Every time the bickering dinner scenes come up in the Oscar-nominated film Brooklyn, it’s enjoyable to watch as the ladies gossip, poke fun and snipe at each other. As hilarious as each scene is, it’s not so funny when it’s happening at your own dinner table.
So here are five ways to help you eat peacefully and happily during mealtimes and not let the “Hunger Games” begin…
Mind Your Manners
Make dining pleasant for everyone by setting a good example of table manners – eat with your mouth close and chew quietly, ask for something on the other side of the table instead of reaching across, make use of the serving utensils, say “thank you” when something is served, etc. The most important thing about table manners is that if there are kids around, they will pick up on your behaviour and emulate your actions.
Tech Them Off
Ever had a meal when your husband is on the phone for work matters, your older one is hitting “likes” on Instagram, and the younger one is swiping away on his iPad game screen? Gadgets make our life easier, but they are the worst distractions at the dining table. Make a rule: Keep them away until the meal is over.

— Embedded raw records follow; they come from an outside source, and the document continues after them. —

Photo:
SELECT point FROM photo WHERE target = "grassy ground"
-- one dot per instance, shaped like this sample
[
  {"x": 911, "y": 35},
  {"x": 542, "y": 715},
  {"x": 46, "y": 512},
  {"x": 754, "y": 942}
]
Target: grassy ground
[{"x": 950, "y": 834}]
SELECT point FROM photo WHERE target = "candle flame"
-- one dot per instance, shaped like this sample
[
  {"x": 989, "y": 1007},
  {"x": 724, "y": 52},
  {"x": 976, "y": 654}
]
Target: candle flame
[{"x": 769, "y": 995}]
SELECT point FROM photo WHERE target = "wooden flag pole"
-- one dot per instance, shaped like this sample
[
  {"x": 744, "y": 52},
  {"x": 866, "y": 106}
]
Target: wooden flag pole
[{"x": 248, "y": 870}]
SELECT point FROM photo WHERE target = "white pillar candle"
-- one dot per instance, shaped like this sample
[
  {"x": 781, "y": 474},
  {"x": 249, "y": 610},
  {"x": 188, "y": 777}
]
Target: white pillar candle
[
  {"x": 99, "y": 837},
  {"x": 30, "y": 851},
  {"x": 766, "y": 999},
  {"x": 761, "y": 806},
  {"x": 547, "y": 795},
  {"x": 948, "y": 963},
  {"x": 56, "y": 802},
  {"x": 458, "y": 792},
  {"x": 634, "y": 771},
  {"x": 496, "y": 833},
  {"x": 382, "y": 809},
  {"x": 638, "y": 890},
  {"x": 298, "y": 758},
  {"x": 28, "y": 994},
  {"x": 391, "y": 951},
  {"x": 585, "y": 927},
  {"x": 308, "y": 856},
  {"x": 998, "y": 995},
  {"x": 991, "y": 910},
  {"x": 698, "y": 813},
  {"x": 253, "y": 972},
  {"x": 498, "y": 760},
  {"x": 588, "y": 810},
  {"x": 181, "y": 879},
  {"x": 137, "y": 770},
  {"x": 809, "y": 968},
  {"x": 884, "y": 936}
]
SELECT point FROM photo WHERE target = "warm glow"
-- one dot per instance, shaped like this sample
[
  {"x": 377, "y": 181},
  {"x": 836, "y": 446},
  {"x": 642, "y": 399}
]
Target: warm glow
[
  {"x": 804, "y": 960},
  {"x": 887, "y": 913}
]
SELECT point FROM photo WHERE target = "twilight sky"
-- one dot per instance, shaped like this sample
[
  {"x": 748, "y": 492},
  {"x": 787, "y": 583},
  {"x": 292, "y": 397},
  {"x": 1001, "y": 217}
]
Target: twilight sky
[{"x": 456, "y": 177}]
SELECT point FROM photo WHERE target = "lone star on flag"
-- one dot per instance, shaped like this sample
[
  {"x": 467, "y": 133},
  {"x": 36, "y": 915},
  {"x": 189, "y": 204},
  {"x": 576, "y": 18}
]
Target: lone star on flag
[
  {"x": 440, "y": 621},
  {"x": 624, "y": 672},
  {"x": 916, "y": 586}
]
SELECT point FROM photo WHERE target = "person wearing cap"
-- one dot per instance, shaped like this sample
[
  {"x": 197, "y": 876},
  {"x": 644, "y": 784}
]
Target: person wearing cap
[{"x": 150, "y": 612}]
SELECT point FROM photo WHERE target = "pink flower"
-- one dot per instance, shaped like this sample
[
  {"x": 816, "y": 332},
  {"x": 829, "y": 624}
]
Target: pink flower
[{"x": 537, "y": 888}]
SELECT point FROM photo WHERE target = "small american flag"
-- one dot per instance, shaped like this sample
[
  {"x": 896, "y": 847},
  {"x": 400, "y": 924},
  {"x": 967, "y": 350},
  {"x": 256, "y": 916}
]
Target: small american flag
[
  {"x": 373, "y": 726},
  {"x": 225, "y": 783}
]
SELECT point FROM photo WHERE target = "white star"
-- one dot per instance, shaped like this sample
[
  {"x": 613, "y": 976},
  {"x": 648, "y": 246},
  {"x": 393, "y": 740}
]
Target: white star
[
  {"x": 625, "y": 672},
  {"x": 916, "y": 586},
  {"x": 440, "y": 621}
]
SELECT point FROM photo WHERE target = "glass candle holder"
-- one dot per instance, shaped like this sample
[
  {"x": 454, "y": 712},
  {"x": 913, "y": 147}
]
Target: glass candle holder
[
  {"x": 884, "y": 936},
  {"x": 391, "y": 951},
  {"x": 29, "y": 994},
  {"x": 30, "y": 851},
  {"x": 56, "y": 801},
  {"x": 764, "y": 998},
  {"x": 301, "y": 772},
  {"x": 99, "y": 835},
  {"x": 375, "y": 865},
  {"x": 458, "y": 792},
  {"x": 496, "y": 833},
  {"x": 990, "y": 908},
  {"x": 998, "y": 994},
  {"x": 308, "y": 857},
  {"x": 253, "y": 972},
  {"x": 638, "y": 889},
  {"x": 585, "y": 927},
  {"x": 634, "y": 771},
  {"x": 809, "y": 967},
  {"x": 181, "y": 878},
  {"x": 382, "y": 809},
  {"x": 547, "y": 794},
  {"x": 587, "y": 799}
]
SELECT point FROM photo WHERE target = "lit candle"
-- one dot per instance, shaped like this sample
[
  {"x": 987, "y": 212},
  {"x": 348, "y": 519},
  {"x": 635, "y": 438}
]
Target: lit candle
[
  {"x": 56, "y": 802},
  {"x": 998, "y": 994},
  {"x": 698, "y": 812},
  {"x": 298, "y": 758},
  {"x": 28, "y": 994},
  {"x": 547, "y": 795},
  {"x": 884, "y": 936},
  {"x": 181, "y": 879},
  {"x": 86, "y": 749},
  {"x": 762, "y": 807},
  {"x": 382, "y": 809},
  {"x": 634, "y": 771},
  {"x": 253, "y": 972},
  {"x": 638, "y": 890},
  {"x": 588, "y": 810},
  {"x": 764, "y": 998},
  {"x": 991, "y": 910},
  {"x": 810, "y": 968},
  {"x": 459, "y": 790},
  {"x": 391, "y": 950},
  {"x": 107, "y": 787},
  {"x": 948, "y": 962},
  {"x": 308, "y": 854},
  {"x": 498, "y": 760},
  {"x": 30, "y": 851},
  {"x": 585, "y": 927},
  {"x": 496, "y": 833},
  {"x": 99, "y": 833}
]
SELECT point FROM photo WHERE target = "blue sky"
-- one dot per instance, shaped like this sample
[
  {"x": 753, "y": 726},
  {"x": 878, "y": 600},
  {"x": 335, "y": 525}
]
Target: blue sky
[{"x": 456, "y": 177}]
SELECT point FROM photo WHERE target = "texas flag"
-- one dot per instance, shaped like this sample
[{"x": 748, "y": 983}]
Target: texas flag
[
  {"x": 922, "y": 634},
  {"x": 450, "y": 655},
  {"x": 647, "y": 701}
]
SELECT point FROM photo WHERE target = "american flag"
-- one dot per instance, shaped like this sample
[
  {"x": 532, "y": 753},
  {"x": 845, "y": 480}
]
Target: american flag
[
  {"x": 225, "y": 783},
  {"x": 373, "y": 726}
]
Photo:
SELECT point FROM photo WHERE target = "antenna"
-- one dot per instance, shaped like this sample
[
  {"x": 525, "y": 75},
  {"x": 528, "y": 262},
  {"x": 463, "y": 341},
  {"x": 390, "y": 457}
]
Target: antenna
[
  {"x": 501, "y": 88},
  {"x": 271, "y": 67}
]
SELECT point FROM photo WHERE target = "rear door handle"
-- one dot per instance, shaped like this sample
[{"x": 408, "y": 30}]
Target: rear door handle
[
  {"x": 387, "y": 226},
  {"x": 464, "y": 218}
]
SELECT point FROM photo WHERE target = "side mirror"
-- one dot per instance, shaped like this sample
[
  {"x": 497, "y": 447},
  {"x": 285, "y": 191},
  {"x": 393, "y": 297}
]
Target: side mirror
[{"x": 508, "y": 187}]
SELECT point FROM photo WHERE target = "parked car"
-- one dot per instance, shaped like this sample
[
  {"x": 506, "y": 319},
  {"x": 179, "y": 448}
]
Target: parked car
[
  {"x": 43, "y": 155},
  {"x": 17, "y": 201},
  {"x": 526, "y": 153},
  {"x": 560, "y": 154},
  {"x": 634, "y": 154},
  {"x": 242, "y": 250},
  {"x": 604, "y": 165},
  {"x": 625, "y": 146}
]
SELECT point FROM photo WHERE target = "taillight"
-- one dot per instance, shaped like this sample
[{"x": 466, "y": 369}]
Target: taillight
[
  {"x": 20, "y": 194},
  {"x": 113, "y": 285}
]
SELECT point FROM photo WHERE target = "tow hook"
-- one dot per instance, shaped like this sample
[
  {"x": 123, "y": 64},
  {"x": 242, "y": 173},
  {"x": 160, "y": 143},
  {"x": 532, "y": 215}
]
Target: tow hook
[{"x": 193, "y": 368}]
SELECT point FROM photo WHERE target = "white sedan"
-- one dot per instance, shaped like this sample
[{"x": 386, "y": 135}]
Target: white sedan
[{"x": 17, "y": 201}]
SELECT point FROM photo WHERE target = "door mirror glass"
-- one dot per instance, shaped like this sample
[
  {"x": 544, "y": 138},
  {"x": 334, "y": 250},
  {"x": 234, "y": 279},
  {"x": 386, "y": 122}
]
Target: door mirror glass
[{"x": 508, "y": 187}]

Keep Private Matters, Private
One way to enjoy food happily is to talk about happy things. So keep all serious and private matters off the dining table, including money and health matters (these can wait till you get some private time with the other person to discuss).
Control Your Convo
Not only should private matters be avoided, but sensitive topics too. If you are the host, you can request that certain topics like politics, scandals and sex be avoided; steer the conversation away from these topics if they start coming up as not everyone will be comfortable with them. For family dinners, you can discuss with your husband beforehand and set rules on what should or should not be discussed at the dining table.
Let’s Talk About Food
So what can we talk about at the dining table then? Other than small talk and asking each other how their day was, one of the best ways to have a hearty conversation (and in turn a hearty meal) is to talk about the food. Ask how’s your first-time Filet Mignon, whether anyone can taste the wok hei in the fried rice, or if the spice level is just right in your Baked Chilli Tuna Pasta. If you are the chef, it allows for some friendly criticisms to improve your cooking. Remember: Food brings people together, so dine and be merry… and lose the drama.